So it was like the Fifth Column Visitors from the original....just that his "job" wasn't just "guy on mothership" but he was assigned to the "Spy Corps" as it were....I actually thought he was one of the more interesting characters by the end.
****Did anyone else get a "They Live" vibe off of this? I say that in a good way: the idea is that the "Sleeper cell" Visitors weren't just spying but laying the groundwork for takeover, by intentionally starting brushfire wars, engineering stock market collapses, funding/leading normal human religious fundamentalist sects.....basically, in Star Trek, humanity took First Contact with the Vulcans RIGHT AFTER World War 3 as a reason to band together and unite. The Visitors' plan was to ENGINEER the various 21st century problems (insurgency-style warfare/religious terrorism, everywhere, economic collapse, environmental damage)....so that they could sweep in and look like an excuse to promote "world peace" and "Save us"....under the Visitors. Somewhat similar to "Jericho" too; engineering an excuse to need to be "saved";
****not that much of a "spoiler" but neat Idea I like: an individual "Infiltrator-Visitor" can die, but they've got the DNA of the human flesh suit on file and thus while Alan Tudyk's FBI Agent Visitor can "die", they'll send some different Visitor Agent "wearing his skin" to keep pretending to be him.
The teenager WAS ridiculously dumb, but then again, his counterpart in the original series was also basically a troubled, not-too-smart kid just looking for approval who ended up stupidly joining the Visitors because they'd put him in a position of authority.
That's what happens in a resistance situation; the only people leaping at a chance to collaborate are the social rejects who can't get a position otherwise.

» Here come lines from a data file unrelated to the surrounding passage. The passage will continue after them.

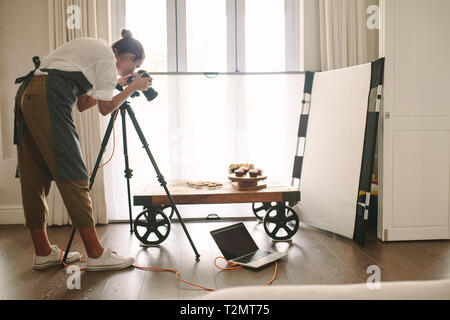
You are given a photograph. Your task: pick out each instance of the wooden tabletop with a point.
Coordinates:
(154, 194)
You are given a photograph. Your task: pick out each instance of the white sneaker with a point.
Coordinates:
(54, 258)
(109, 260)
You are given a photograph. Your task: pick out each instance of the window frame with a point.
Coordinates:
(176, 36)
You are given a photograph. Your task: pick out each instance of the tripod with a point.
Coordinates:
(124, 109)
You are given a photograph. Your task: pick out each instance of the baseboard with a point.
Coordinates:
(11, 215)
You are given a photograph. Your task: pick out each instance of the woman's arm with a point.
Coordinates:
(85, 102)
(106, 107)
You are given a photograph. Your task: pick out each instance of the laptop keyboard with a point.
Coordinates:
(253, 256)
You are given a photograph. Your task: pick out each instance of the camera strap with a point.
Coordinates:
(18, 119)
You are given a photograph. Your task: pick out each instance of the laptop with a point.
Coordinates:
(237, 246)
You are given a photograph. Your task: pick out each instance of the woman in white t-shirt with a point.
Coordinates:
(83, 73)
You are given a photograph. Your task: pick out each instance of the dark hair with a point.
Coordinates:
(129, 45)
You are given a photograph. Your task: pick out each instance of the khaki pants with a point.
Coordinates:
(37, 163)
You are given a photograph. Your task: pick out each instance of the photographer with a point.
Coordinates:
(82, 73)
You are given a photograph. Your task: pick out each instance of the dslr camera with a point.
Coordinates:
(149, 94)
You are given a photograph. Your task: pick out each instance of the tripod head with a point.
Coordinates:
(150, 93)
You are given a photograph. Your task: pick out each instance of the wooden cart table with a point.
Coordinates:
(152, 226)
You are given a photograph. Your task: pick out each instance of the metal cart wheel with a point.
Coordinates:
(260, 209)
(152, 226)
(281, 222)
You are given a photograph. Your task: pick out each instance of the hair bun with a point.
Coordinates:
(126, 34)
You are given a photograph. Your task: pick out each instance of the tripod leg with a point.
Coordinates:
(128, 171)
(160, 176)
(94, 172)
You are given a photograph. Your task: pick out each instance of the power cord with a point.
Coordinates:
(177, 273)
(234, 266)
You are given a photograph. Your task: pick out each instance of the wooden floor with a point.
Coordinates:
(314, 257)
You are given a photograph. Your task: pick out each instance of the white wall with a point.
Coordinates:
(309, 35)
(416, 134)
(24, 34)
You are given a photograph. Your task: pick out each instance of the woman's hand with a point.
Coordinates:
(140, 83)
(123, 81)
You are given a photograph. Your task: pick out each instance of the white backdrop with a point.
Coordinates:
(331, 168)
(197, 126)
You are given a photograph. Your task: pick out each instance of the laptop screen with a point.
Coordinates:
(234, 241)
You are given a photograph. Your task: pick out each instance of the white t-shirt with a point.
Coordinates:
(93, 57)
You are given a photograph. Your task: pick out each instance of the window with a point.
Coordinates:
(216, 35)
(264, 35)
(147, 20)
(206, 35)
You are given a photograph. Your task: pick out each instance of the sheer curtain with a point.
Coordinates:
(198, 126)
(88, 123)
(345, 38)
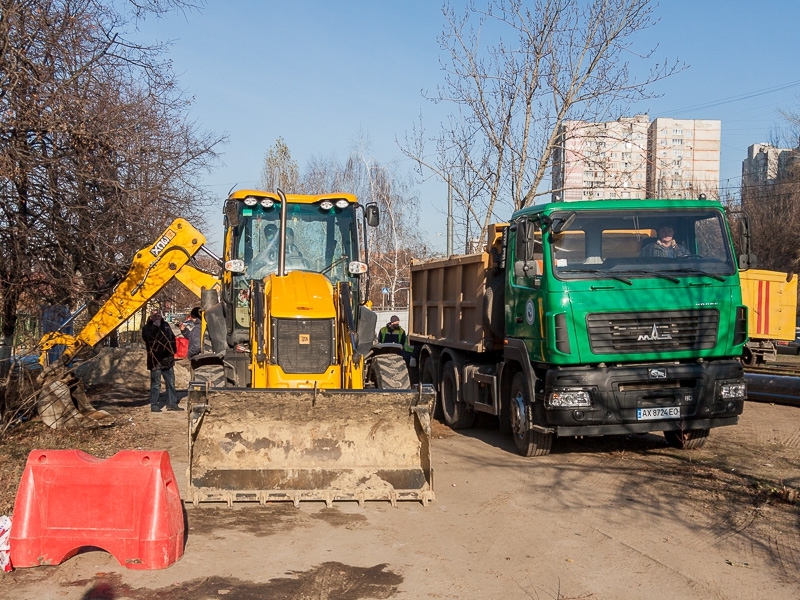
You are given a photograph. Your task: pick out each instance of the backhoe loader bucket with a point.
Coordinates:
(297, 445)
(62, 402)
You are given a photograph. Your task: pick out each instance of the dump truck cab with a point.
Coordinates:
(596, 320)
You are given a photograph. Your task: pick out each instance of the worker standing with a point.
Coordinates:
(160, 343)
(392, 332)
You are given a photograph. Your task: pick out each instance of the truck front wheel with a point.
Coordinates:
(455, 411)
(529, 442)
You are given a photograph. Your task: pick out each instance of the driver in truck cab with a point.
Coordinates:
(665, 246)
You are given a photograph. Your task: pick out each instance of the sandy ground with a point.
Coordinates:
(602, 518)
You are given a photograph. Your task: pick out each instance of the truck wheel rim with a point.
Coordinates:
(518, 415)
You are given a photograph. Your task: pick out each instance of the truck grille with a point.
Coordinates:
(303, 345)
(658, 331)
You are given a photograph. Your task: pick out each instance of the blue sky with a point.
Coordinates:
(320, 73)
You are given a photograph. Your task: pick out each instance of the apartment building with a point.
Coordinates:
(684, 158)
(767, 171)
(765, 164)
(601, 160)
(634, 158)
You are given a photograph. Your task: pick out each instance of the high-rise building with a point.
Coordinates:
(634, 158)
(768, 171)
(601, 160)
(765, 164)
(683, 158)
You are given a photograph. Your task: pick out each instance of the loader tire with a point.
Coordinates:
(389, 372)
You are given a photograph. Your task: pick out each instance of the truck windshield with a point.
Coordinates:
(665, 244)
(319, 240)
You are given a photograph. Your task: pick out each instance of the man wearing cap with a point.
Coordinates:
(160, 343)
(392, 333)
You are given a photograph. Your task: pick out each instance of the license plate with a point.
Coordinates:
(662, 412)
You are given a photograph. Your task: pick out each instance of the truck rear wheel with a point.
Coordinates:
(429, 376)
(529, 442)
(454, 410)
(691, 439)
(389, 372)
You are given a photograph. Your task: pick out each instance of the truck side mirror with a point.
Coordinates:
(372, 214)
(528, 268)
(747, 260)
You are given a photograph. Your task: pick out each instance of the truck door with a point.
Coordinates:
(525, 270)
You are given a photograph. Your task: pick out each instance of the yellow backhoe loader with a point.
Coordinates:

***I walked in expecting to hate this show, and while it has the usual kinks to work out (it's not Hugo-worthy yet), I can honestly say I was more optimistic for the series by the end.
The "Universal Healthcare" line did strike me as kind of..."uh...are you just blatantly making fun of the Democrats"? #v
@CodenameV: "That's what happens in a resistance situation; the only people leaping at a chance to collaborate are the social rejects who can't get a position otherwise. "
And there's our conservative party explained in a nutshell. #v
If anyone would want it to be against Obama, it would be. But as I've said before, I think it's highly unlikely with so many creatives in Hollywood being liberal, that they would deliberately write a series against one of their own. If it WERE against Obama, then it would have been extremely watered down before it hit state-run television.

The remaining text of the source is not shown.